Nick Feamster,
David G. Andersen,
Hari Balakrishnan,
M. Frans Kaashoek
ACM SIGMETRICS, San
Diego, CA, June 2003.
Empirical evidence suggests that reactive routing systems improve resilience to Internet path failures. They detect and route around faulty paths based on measurements of path performance. This paper seeks to understand why and under what circumstances these techniques are effective.
To do so, this paper correlates end-to-end active probing experiments, loss-triggered traceroutes of Internet paths, and BGP routing messages. These correlations shed light on three questions about Internet path failures: (1) Where do failures appear? (2) How long do they last? (3) How do they correlate with BGP routing instability?

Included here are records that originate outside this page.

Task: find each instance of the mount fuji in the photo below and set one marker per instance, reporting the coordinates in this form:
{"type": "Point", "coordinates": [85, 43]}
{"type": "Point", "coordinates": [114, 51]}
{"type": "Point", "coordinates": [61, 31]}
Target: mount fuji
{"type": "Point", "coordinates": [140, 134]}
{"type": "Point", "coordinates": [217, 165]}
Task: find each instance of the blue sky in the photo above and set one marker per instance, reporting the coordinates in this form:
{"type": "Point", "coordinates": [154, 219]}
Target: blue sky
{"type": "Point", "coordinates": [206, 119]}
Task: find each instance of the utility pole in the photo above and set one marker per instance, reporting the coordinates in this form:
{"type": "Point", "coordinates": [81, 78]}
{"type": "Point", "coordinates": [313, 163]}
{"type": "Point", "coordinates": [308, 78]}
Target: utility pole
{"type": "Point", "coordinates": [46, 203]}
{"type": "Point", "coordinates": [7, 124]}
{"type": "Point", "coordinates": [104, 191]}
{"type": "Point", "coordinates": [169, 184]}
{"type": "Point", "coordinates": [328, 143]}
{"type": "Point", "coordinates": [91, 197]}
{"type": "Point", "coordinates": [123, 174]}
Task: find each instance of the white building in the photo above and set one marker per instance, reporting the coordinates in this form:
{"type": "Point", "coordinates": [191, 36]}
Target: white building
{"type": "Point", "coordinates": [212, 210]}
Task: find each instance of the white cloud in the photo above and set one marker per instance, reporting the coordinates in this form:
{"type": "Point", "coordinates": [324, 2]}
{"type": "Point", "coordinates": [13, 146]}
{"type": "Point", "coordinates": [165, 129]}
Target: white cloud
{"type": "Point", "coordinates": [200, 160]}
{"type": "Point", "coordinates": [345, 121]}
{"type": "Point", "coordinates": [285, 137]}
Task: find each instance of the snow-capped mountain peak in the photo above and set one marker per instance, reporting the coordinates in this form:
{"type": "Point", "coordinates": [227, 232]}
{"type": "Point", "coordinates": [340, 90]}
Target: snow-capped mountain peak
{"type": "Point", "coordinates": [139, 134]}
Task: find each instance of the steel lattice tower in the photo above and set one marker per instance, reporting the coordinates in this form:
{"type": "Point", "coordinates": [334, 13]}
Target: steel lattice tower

Data collected over 13 months from an Internet testbed of 31 topologically diverse hosts suggests that most path failures last less than fifteen minutes. Failures that appear in the network core correlate better with BGP instability than failures that appear close to end hosts. On average, most failures precede BGP messages by about four minutes, but there is often increased BGP traffic both before and after failures. Our findings suggest that reactive routing is most effective between hosts that have multiple connections to the Internet. The data set also suggests that passive observations of BGP routing messages could be used to predict about 20% of impending failures, allowing re-routing systems to react more quickly to failures.